Our Women in Fintech Series continues with an interview featuring Kathryn Petralia, co-founder of Kabbage, an American Express Company.
We caught up with Kathryn Petralia to discuss her journey to success as the co-founder of Kabbage, an American Express Company, how alternative lending is democratizing access to financial services, and the importance of advocating for inclusion for every employee and end user.
Can you tell us how you got involved in fintech?
Kathryn Petralia: I was always interested in technology, its possibilities and impact, but I never considered it a career until much later. I was on track to earn a masters degree in English when a family friend asked me join a tech company he had invested in at the time. I ended up ditching the graduate program to take advantage of the opportunity.
From there I spent close to 15 years working in the credit, payments, and e-commerce industries, leading strategy and corporate development, as well as founding multiple companies. When my co-founder, Rob Frohwein, approached me about the idea of Kabbage, I immediately saw the potential to help small businesses gain access to capital via real-time data.
What drew you to the world of alternative lending?
Petralia: I’ve been in alternative lending since the late ’90s, and my passion for helping small businesses has always been a driving force.
I was drawn to alternative lending as it’s a very interesting area of financial services that was ripe for disruption as new technologies paved a path to give customers a better experience.
At the time, I could see that automation and access to real-time data could do away with the lengthy, manual processes which were the status quo in the industry, and democratize access to financial services.
Where did you find support as you were starting out?

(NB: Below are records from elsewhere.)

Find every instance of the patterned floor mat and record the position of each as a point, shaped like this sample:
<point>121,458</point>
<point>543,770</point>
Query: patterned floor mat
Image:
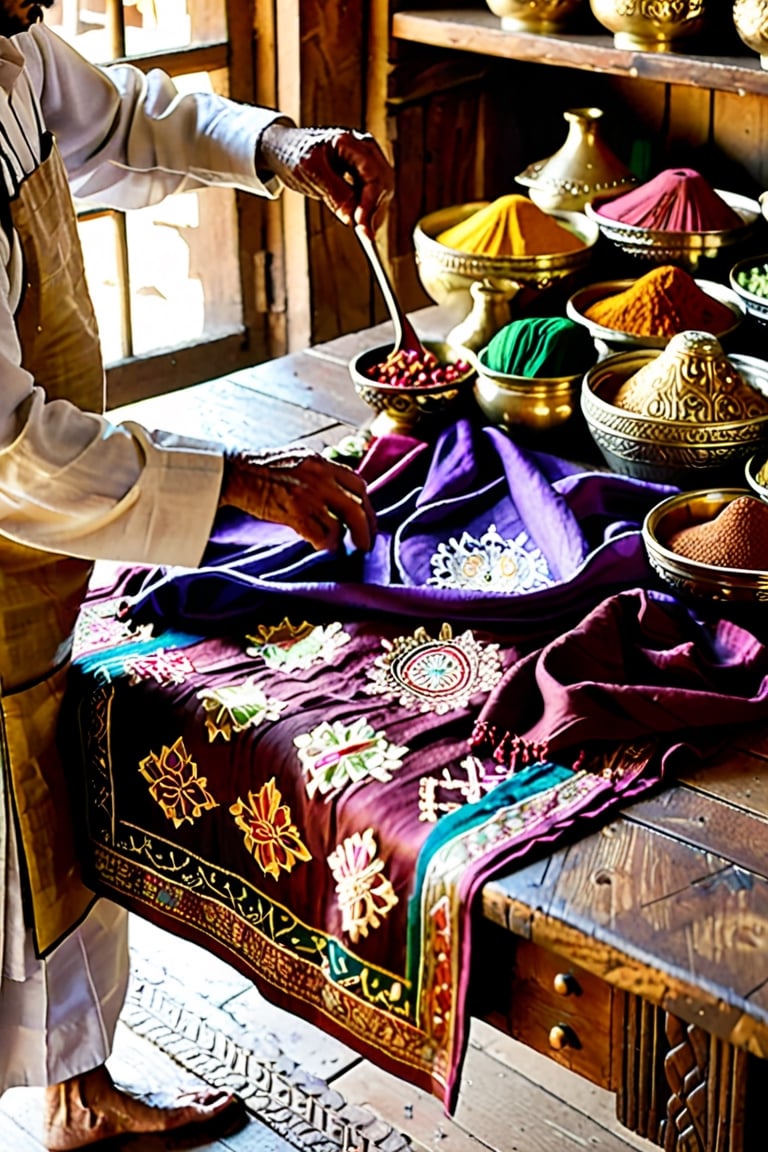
<point>301,1107</point>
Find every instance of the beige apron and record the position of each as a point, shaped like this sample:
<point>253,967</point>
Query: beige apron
<point>40,592</point>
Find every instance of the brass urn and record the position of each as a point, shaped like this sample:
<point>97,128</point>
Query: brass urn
<point>751,23</point>
<point>651,25</point>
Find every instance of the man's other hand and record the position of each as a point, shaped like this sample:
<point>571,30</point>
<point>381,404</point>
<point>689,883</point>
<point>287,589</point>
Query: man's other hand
<point>341,166</point>
<point>317,498</point>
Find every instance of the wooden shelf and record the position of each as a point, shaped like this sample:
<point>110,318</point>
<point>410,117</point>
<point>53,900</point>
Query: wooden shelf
<point>472,30</point>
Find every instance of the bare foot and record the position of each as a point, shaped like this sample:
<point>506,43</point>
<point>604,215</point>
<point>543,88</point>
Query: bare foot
<point>91,1107</point>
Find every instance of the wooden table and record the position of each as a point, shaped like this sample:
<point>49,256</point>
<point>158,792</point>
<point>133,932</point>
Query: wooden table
<point>637,956</point>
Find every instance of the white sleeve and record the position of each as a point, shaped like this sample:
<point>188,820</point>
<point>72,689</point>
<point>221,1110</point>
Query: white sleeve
<point>128,139</point>
<point>71,482</point>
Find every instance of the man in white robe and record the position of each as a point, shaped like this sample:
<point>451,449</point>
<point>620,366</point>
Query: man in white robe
<point>75,489</point>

Petralia: It’s important to have a strong partner and support system at home and in the office. I’ve been fortunate that my husband has been an at-home dad for our kids. And I’m an advocate of having a co-founder in business, someone that compliments one another’s strengths and weaknesses, and I’ve been lucky to have Rob a part of this journey.

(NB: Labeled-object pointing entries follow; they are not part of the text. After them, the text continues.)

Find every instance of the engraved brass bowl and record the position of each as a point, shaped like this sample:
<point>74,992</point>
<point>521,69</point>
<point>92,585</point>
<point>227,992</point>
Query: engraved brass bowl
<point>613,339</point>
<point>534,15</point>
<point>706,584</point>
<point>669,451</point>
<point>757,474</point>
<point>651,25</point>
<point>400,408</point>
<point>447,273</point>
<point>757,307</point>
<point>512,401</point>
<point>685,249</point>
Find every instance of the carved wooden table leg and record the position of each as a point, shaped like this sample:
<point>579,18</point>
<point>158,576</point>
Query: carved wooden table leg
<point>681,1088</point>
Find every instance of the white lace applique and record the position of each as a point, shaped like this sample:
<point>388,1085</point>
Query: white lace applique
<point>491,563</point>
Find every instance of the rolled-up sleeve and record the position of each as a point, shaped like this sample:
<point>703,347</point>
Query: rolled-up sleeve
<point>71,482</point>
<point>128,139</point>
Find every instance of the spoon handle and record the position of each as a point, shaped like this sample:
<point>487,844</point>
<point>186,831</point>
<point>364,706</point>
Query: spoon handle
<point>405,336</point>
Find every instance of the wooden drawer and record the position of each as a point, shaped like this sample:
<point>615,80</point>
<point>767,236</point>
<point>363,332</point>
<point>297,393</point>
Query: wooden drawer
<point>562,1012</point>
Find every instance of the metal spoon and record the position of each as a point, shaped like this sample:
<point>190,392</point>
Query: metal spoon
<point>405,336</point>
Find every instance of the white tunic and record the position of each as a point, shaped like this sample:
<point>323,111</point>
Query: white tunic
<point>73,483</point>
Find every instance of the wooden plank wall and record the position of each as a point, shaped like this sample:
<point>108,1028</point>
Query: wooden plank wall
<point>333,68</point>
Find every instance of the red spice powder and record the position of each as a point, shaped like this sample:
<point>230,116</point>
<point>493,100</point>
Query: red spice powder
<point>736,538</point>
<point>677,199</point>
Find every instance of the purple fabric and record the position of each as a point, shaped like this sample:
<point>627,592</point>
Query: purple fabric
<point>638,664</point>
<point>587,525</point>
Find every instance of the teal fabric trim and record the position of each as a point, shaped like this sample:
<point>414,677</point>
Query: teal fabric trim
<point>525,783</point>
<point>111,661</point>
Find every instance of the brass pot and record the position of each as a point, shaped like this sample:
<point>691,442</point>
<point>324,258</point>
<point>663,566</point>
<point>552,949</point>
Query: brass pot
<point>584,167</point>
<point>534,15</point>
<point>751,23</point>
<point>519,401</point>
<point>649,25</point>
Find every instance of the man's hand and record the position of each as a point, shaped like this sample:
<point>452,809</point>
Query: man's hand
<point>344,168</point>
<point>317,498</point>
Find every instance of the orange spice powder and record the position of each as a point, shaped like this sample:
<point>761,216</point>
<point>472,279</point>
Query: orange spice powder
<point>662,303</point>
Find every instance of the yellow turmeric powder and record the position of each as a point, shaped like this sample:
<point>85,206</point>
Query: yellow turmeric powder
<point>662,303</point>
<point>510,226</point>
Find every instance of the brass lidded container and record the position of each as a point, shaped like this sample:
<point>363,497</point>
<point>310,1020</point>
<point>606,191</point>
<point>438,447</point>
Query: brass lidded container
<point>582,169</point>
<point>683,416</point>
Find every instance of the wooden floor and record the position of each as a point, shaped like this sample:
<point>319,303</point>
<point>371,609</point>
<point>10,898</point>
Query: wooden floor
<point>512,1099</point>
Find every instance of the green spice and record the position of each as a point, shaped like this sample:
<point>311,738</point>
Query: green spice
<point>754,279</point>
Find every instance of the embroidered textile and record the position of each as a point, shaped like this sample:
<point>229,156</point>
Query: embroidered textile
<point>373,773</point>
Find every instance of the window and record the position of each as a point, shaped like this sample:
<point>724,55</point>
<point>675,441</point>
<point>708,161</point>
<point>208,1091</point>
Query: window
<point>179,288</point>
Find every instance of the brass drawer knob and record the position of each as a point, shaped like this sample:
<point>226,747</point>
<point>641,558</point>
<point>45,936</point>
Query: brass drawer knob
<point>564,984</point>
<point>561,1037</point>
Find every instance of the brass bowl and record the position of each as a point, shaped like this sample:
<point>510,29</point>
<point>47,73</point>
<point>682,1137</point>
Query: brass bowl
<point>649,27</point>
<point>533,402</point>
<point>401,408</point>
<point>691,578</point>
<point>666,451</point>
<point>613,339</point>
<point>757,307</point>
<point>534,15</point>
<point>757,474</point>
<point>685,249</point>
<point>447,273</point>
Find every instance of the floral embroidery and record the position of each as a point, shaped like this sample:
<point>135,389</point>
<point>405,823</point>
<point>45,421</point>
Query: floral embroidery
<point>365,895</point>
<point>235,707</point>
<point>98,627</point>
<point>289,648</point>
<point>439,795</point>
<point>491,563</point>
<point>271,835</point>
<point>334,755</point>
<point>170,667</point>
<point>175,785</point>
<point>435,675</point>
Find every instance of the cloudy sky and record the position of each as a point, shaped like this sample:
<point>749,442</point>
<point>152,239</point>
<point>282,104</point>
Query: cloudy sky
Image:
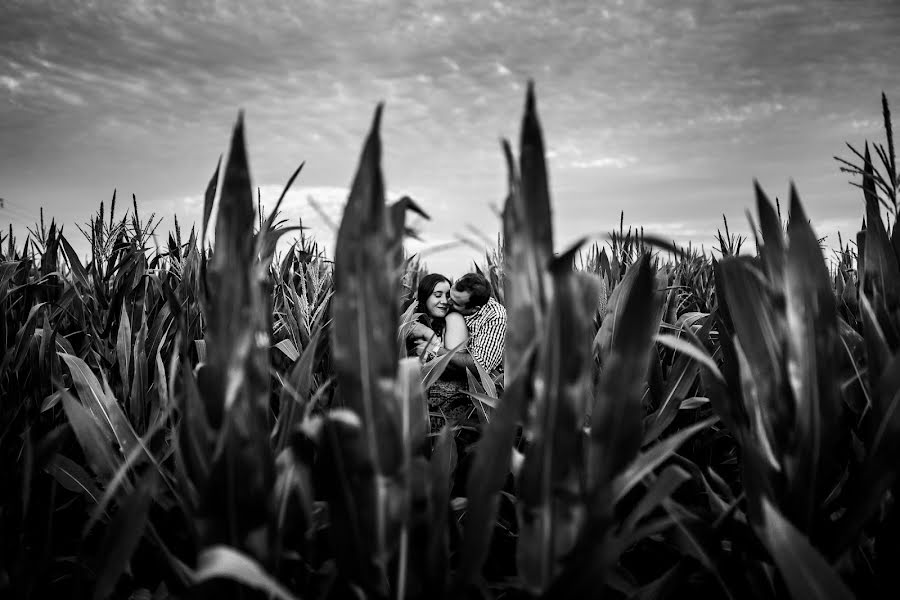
<point>666,110</point>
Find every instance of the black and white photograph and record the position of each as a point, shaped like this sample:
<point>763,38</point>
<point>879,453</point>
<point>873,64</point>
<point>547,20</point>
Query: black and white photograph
<point>494,300</point>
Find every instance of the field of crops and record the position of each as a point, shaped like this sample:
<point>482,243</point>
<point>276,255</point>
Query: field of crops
<point>205,419</point>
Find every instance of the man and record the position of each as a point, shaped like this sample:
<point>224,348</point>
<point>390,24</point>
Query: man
<point>485,318</point>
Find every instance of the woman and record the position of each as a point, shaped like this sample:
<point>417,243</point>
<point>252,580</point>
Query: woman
<point>439,327</point>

Kabbage has grown into a hugely successful company. Can you share some of the challenges you have faced on your journey?
Petralia: It was very challenging to raise money when we first launched Kabbage, especially in Atlanta where the venture community was small and there was not a lot of competition at the time. This unfortunately tends to drive down company valuations. It was hard to get Silicon Valley investors behind Atlanta businesses, but we ultimately succeeded and really raised the profile of Atlanta as a fintech and startup hub.
What advice do you have for small businesses coming through the pandemic?
Petralia: While businesses were forced to adapt their processes to stay afloat during the pandemic, it’s crucial for them to continue evolving for long-term success. According to our Small Business Recovery Report, 77 percent of small businesses agreed they’re more open than ever before to replace old systems and adopt new technologies to run their company more efficiently.
Be nimble in the face of uncertain circumstances and adopt new technologies that will aid in the success of your business.
Where do you see fintech heading in the next 12 months?
Petralia: The pandemic highlighted where small businesses have cash flow gaps and operational blind spots, so fintechs should shift their focus and offer more comprehensive solutions that address these concerns. Offering a full suite of solutions and integrated platforms can provide business owners with the tools they need to solve their immediate needs while instilling more confidence in how they run their company with data.
What more do you think can be done to support women in fintech?
Petralia: There is so much more we can do to create equality in fintech. The gender disparity in fintech is due, in part, to the tendency of white-male-dominated industries to invest in other white-male-dominated businesses (which is of course true for technology companies generally). We can ensure this situation doesn’t endure by building inclusive products and encouraging leaders to make diverse hires. It’s crucial that we continue promoting policies and products that minimize biases and create a more inclusive industry.
What advice would you give to women starting their careers in the industry now?
Petralia: Women in Fintech must advocate for inclusion not just for leadership, but also for every employee and end user. But as for those women—or men, frankly— just joining the industry or pursuing their goals, I always advise to really take the time to be the smartest about your field, job, or industry. That will earn you seats at tables and trust among executive teams that will help propel you and your career.